On Task Aware Compression: Common Information Dimension and Contextual Bandit Learning

Mr. Osama A. Hanna
The University of California, Los Angeles (UCLA)
Hosted by Department of Information Engineering, CUHK
Date: 
Friday, 7 July, 2023
Time: 
2:00pm-3:00pm
Venue: 
Room 804, William M.W. Mong Engineering Building
Abstract: 

This talk highlights our recent work on two theoretical directions, namely common information dimension and contextual linear bandits. Both direction can be potentially leveraged for task aware compression.

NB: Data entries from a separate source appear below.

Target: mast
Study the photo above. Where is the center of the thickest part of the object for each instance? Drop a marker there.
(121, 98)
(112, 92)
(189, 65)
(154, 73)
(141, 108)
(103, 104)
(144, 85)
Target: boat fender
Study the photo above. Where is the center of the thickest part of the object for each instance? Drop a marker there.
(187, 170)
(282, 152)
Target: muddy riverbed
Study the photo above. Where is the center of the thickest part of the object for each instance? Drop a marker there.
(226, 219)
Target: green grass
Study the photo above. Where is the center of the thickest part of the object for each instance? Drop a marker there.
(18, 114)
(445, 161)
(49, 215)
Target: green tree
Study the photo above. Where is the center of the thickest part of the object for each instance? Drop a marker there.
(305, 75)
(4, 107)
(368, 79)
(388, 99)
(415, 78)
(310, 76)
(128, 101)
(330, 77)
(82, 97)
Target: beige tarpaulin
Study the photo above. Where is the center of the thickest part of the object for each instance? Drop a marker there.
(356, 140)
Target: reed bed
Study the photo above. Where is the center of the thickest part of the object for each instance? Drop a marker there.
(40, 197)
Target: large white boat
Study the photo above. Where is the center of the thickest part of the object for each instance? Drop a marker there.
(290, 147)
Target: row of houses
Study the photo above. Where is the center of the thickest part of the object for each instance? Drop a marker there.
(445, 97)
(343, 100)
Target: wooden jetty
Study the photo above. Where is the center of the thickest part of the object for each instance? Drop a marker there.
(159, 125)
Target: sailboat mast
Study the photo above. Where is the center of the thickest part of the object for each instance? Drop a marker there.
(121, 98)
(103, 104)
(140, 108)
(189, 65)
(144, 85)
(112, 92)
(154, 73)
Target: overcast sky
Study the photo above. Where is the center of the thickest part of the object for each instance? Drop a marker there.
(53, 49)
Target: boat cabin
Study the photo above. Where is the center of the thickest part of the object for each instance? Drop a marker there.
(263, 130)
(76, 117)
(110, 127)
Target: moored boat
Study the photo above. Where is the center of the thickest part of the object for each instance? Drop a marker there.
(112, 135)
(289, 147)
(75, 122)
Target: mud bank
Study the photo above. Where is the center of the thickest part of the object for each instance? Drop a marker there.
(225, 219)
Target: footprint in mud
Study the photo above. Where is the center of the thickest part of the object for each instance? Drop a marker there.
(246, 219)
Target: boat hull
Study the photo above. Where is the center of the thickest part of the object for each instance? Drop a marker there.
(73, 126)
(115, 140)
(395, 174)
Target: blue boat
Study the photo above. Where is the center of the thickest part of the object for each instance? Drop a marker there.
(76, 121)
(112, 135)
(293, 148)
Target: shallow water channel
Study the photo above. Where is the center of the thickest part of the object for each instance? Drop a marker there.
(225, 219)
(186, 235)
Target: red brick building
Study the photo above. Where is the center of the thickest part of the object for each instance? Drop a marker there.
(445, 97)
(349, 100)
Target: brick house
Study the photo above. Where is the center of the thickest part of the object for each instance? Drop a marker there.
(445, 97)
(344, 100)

Common information is a classical problem in information theory with many applications in cryptography, hypothesis testing and multi-modal representation learning. The exact common information between a set of random variables is defined as the minimum entropy of a shared random variable that allows for the exact distributive simulation of the random variables. It has been established that, in certain instances, infinite entropy is required to achieve distributive simulation, suggesting that continuous random variables may be needed in such scenarios. However, to date, there is no established metric to characterize the complexity of such cases. In this talk, we propose the concept of Common Information Dimension (CID), defined as the minimum dimension of a random variable required to distributively simulate a set of random variables. Our main contributions include the computation of the common information dimension for jointly Gaussian random vectors in a closed form.

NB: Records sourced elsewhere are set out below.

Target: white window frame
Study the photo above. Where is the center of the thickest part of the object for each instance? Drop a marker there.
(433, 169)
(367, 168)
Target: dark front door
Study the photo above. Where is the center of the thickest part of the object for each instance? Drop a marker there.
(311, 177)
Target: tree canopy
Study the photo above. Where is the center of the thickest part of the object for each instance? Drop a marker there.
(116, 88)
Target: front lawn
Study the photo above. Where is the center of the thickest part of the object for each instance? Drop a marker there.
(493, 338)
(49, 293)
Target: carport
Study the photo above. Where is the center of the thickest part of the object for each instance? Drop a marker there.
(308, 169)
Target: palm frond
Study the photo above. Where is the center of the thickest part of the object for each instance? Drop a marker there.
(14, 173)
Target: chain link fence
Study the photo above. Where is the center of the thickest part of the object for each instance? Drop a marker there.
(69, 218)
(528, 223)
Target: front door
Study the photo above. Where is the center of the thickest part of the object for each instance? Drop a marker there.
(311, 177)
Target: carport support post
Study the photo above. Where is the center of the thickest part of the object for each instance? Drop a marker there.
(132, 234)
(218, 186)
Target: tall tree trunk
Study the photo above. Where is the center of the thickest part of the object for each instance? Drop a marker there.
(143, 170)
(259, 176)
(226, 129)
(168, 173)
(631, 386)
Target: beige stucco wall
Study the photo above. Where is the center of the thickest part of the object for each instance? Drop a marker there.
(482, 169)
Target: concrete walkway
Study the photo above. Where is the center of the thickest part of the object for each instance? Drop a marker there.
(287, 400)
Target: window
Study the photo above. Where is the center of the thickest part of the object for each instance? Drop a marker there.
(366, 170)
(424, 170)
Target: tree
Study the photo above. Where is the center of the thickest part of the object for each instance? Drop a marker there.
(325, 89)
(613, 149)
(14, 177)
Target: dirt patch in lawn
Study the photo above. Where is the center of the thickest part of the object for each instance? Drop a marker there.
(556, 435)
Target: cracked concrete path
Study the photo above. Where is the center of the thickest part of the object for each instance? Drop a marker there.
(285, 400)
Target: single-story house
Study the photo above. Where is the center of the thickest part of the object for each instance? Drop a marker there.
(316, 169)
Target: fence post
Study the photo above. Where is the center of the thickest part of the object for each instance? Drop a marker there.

Moving on to contextual linear bandits, we investigate the ability to compress the context without affecting learning performance. Linear bandit and contextual linear bandit problems have recently attracted extensive attention as they enable to support impactful active learning applications through elegant formulations. In linear bandits, a learner selects an action from a fixed action space at each round and receives a reward determined by the inner product of the action and an unknown parameter vector, plus noise. Contextual linear bandits introduce an additional layer of complexity by allowing the action space to vary at each round, thereby capturing context. The goal is to design an algorithm that learns to play as close as possible to the unknown optimal policy after a number of action plays. The contextual problem is considered more challenging than the linear bandit problem, which can be regarded as a contextual bandit problem with a fixed context. Surprisingly, in this talk, we show that the stochastic contextual problem can be solved as if it is a linear bandit problem. To accomplish this, we present a novel reduction framework that transforms any stochastic contextual linear bandit instance into a linear bandit instance. Our reduction framework opens up a new way to approach stochastic contextual linear bandit problems, and enables significant savings in communication cost in distributed setups. Furthermore, it yields improved regret bounds in a number of instances.

Biography: 

Osama A. Hanna is a Ph.D. candidate in the Electrical and Computer Engineering Department at the University of California, Los Angeles (UCLA). He received his BS and MS degrees in electrical engineering from the Faculty of Engineering Cairo University and Nile University in Egypt in 2014 and 2018 respectively. He received the Award of Excellence from Cairo University in 2014. He received the Masters Fellowship and a graduate Research Assistantship from Nile University for the years 2014-2018, and Marie Sklodowska-Curie Fellowship for the year of 2017. He received the Electrical and Computer Engineering Department Fellowship from UCLA for the year 2018/2019. His research interests are machine learning, information theory and mathematics.